US President Donald Trump’s administration turned to Elon Musk’s artificial intelligence tool Grok to launch strikes targeting Iran, news agency AFP reported, citing a US government legal briefing.

The June 15 government briefing defended the gas turbines used by the data centre at Musk’s company xAI, which are currently the subject of an environmental lawsuit.

The US Department of Justice asserted in the brief that the lawsuit “threatens American national, economic, and energy security by seeking to shut off the power supply for artificial intelligence innovation that supports the Department of War’s military operations.”

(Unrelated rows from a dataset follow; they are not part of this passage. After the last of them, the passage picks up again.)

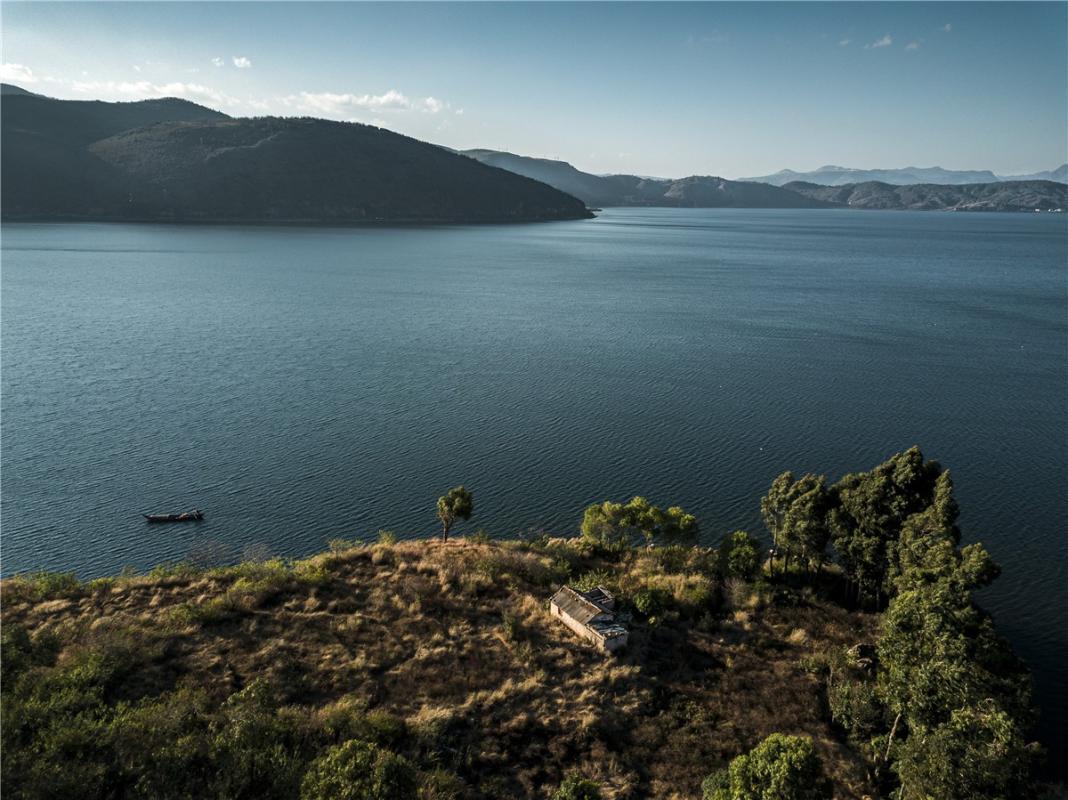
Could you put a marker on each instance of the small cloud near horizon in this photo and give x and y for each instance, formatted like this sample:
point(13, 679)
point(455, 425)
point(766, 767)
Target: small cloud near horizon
point(18, 73)
point(347, 105)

To back the argument, federal prosecutors cited sworn testimony from Pentagon AI chief Cameron Stanley, who stated that Grok is already being deployed within Project Maven—the US military’s AI-assisted targeting and intelligence analysis program.

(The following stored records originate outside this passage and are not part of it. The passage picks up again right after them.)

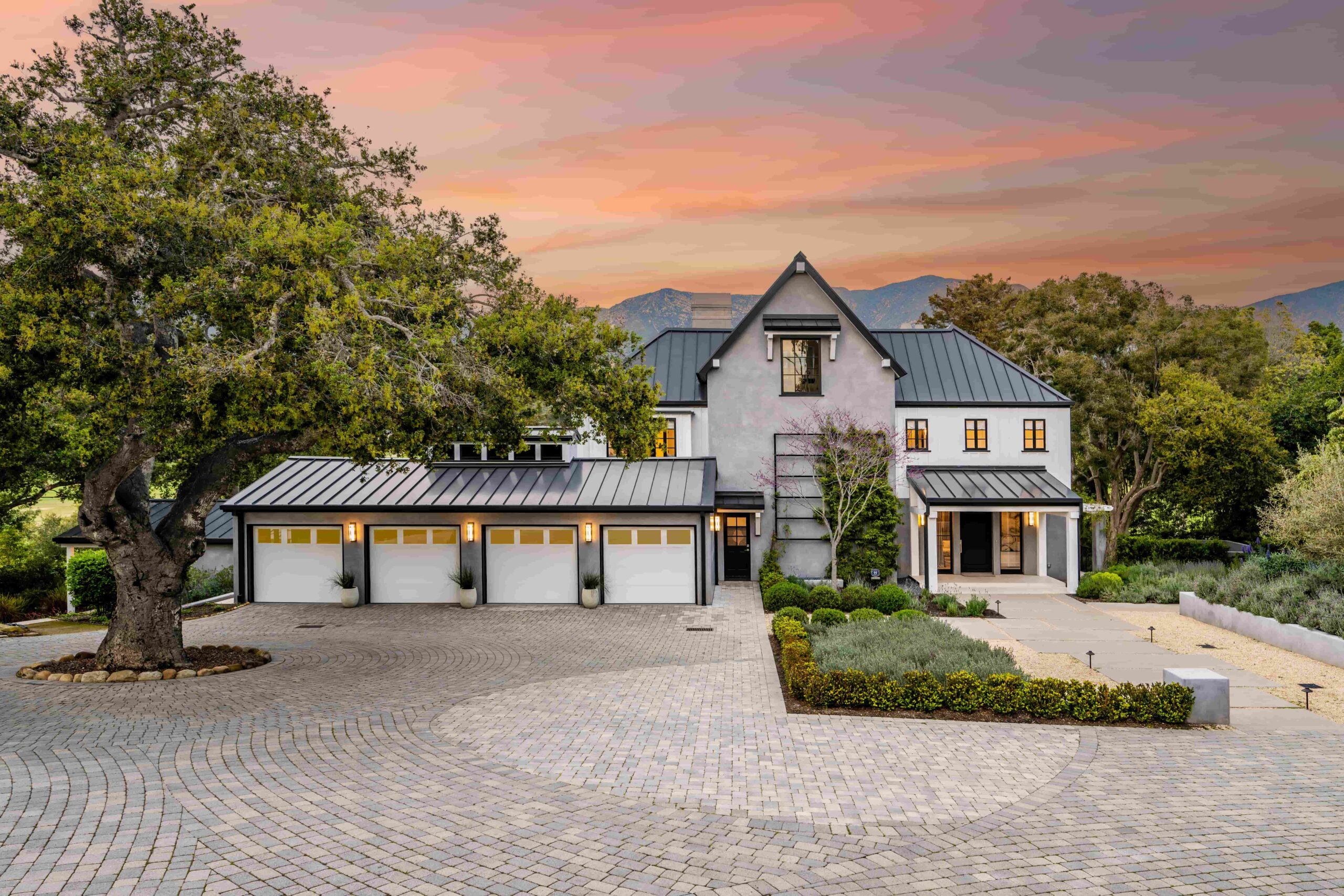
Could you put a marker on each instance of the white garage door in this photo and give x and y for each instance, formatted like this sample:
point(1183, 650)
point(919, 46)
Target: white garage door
point(411, 565)
point(646, 565)
point(531, 565)
point(296, 565)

Stanley’s statement emphasised that the project’s Maven Smart Systems (MSS) “enabled US forces to deploy over 2,000 munitions to 2,000 distinct targets within 96 hours during Operation Epic Fury.”

He hailed Musk’s technology and “the greatly increased operational efficiency made possible by the Grok Gov Model.”

The chatbot, he said, is also one of three products “equipped to support mission-critical operations” in top secret settings and is “currently capable of supporting national security applications.”

The NAACP filed a lawsuit against xAI, accusing the Musk-owned company of operating dozens of gas turbines without required permits and violating provisions of the Clean Air Act at its data centre facility.

The rights group said that they pollute the majority of Black neighbourhoods. However, the xAI has argued that the turbines are mobile and temporary, and therefore not subject to regulation.

At the end of February, the US government cancelled its contracts with AI safety and research company Anthropic after it refused to let its AI models be used for fully automated military strikes or mass surveillance of American citizens.

The Pentagon then shifted its focus to Anthropic’s top competitors, Google, OpenAI, and xAI.

At Google, over 600 employees demanded that the company reject military contracts for classified operations.